Trend report · hn_show · 2026-06-12

Show HN: Co-Authored-By Is a Lie: Cryptographic Provenance for AI Coding Agents

Show HN: Co-Authored-By Is a Lie: Cryptographic Provenance for AI Coding Agents

The Hacker News community is buzzing about a uncomfortable truth: "Co-Authored-By" labels on AI-generated code are largely theatrical. The attribution exists in metadata, but metadata is trivially stripped, rewritten, or spoofed. What HN user @rduffy exposed in Co-Authored-By Is a Lie applies far beyond code commits—it exposes the fundamental weakness in every platform's AI detection regime. If you want your AI-assisted content to survive 2026's increasingly aggressive scanners, you need to understand exactly what they're looking for and how to beat them.

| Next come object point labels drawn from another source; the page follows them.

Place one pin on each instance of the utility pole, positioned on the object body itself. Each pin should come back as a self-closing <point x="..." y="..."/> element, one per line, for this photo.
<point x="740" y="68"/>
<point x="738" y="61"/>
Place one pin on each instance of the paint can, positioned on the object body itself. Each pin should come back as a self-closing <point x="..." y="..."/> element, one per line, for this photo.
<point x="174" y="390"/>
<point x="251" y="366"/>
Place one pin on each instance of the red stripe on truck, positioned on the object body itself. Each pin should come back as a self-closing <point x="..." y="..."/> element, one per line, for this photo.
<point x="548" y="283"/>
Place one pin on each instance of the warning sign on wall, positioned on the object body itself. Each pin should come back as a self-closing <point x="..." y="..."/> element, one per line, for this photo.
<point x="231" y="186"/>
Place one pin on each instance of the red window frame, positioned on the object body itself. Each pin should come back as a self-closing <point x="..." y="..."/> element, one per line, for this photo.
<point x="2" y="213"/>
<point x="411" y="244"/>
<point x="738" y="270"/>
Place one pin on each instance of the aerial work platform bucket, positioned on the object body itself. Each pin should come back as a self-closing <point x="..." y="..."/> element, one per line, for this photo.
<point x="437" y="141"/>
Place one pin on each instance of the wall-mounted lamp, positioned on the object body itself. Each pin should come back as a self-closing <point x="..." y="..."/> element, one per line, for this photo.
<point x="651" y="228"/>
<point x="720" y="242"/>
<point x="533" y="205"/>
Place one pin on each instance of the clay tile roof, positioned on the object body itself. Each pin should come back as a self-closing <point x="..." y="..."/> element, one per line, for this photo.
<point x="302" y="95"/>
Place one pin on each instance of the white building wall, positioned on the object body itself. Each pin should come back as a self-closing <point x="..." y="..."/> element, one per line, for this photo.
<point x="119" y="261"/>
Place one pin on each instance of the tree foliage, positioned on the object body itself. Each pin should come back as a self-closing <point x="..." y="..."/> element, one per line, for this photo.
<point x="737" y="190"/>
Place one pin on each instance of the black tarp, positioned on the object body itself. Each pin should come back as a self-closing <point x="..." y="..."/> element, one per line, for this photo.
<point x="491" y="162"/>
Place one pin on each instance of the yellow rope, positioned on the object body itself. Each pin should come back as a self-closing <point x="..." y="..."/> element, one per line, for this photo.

What Platforms Scan For in 2026

Modern AI detection operates in layers. Each layer checks a different signal, and a piece of content fails if any layer flags it. Here's what's actually running under the hood.

C2PA Provenance Chains

The Coalition for Content Provenance and Authenticity standard has moved from draft to deployment. Major platforms now parse C2PA metadata embedded in JUMBF boxes. The critical fields:

Instagram and TikTok parse C2PA on upload. If your image carries an Adobe Firefly provenance claim, expect an immediate label: "AI-generated" in small gray text. Some accounts get throttled; others get shadowbanned for "synthetic media."

AI Metadata Fingerprints

Beyond C2PA, each AI model leaves distinctive artifacts. These aren't official standards—they're machine learning fingerprints that detection models have learned to recognize:

Missing GPS and Sensor Identity

Here's a subtle but critical signal: real photos have GPS coordinates or, failing that, timezone-inferred location data. They have:

A "photo" with no GPS IFD, no DeviceMake, and DateTimeOriginal in UTC (rather than a device-set timezone) looks like a rendered frame, not a captured image.

What Actually Gets Flagged

Based on platform enforcement patterns documented across 2024-2025:

The Durable Fix: Strip and Inject

Metadata stripping alone doesn't work. You strip the Firefly provenance claim, but you're left with a file that has no metadata—the absence itself is suspicious. The solution requires two steps in sequence.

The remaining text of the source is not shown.